Ce qui est étonnant dans cette affaire, ce n’est pas tellement l’accord passé entre Tamedia et Christoph Blocher, père de l’UDC, qui met dans le panier de la mariée d’un côté la Basler Zeitung et de l’autre la feuille d’avis officiels Tagblatt der Stadt Zürich et les journaux gratuits Furttaler, Rümlanger et, sous réserve de l’accord de la famille Fleury, 50% de participation dans le GHI et Lausanne Cité. Non, ce qui est étonnant, c’est le naufrage journalistique qui s’en est suivi. Parce que Christoph Blocher et Pietro Suppino, président de Tamedia, l’ont annoncé lors d’une conférence de presse, tous les médias se sont empressés de prendre cette nouvelle pour argent comptant. Ils ont commenté cet épisode comme si la transaction avait déjà eu lieu, ce qui n’est toujours pas le cas. Aux dernières nouvelles, Christoph Blocher doit rencontrer Jean-Marie Fleury pour discuter de cette question.
A la suite de la nouvelle précipitée du prétendu rachat – on n’est pas loin de la fake news – les commentaires sont allés bon train. Blocher utiliserait ces médias pour servir la soupe de l’UDC, l’indépendance de la presse irait à vau-l’eau, ces médias locaux seraient dirigés depuis Zurich et perdraient donc toute leur raison d’être.
Revenons un court instant sur l’histoire du journalisme. Comme le rappelait l’historien Alain Clavien dans un excellent article paru récemment dans L’Evénement syndical, Le Journal de Genève a réalisé des pertes pendant quasiment ses 200 ans d’existence; ses caisses étaient systématiquement renflouées par les banquiers genevois. C’était connu et ne gênait pas grand monde. Durant une bonne partie du 19e siècle, « la presse est avant tout une affaire politique », ce qui ne semble déranger personne, la chose étant transparente. A côté de cette presse politisée, on voit peu à peu émerger des titres qu’on nommerait aujourd’hui populistes, à l’instar de la Tribune de Genève, dont l’éditeur, un Américain, veut financer la parution par le biais d’annonces publicitaires. Le positionnement du journal est limpide, il doit s’adresser aux « concierges » et comporter un maximum de faits divers. Et, fait nouveau, son indépendance journalistique est proclamée dès la première édition: « Nous n’accepterons aucun mot d’ordre nous réservant toute notre indépendance, nous garderons notre liberté d’appréciation vis-à-vis de tous les partis … ». C’est également à ce moment-là que la publicité prend un rôle prépondérant dans le modèle d’affaires des médias. Les abonnements et la vente au numéro n’ont longtemps pas suffi à couvrir les frais, sans parler de dégager un bénéfice.

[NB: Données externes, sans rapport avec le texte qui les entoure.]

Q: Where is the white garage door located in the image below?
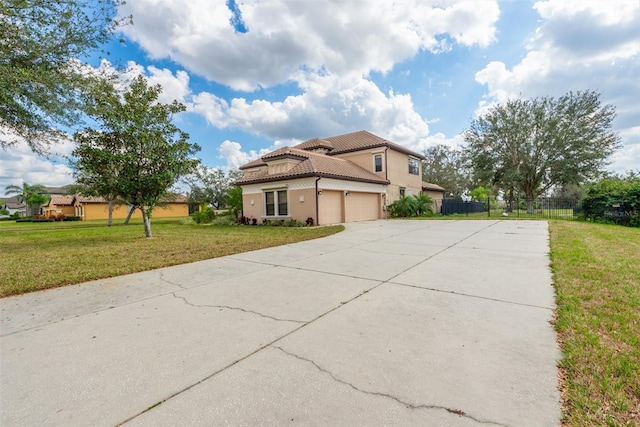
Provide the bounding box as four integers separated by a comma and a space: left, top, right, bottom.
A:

Politique, publicité et journalisme ont toujours été étroitement mêlés. L’intérêt que Christoph Blocher porte depuis longtemps à la presse et aux médias est le reflet de cette réalité séculaire.
Portrait pessimiste de la presse? Loin s’en faut. Mediapart est un excellent exemple de média en ligne grand public, payant, qui a réussi à trouver son équilibre financier deux ans après son lancement. D’autres journaux, comme le New York Times, ont eux aussi trouvé un modèle économique intéressant, notamment en se détachant fermement de l’information gratuite à tout va. Pour les titres en main de grands groupes comme Tamedia, la difficulté réside dans le fait qu’ils ont repris à leur propre compte les plateformes de petites annonces qui faisaient les affaires des journaux papier, notamment des gratuits. Dans l’hypothèse d’une reprise d’un journal comme le GHI par Christoph Blocher, il faudra être attentif à l’évolution du modèle d’affaires tout autant qu’à celle du modèle journalistique. Un journal peut-il dégager suffisamment de bénéfices pour être attractif aux yeux des actionnaires? Sans revenus publicitaires, sans abonnements, sans mécènes et sans le génie journalistique de certains rédacteurs en chef hors norme, il est permis d’en douter.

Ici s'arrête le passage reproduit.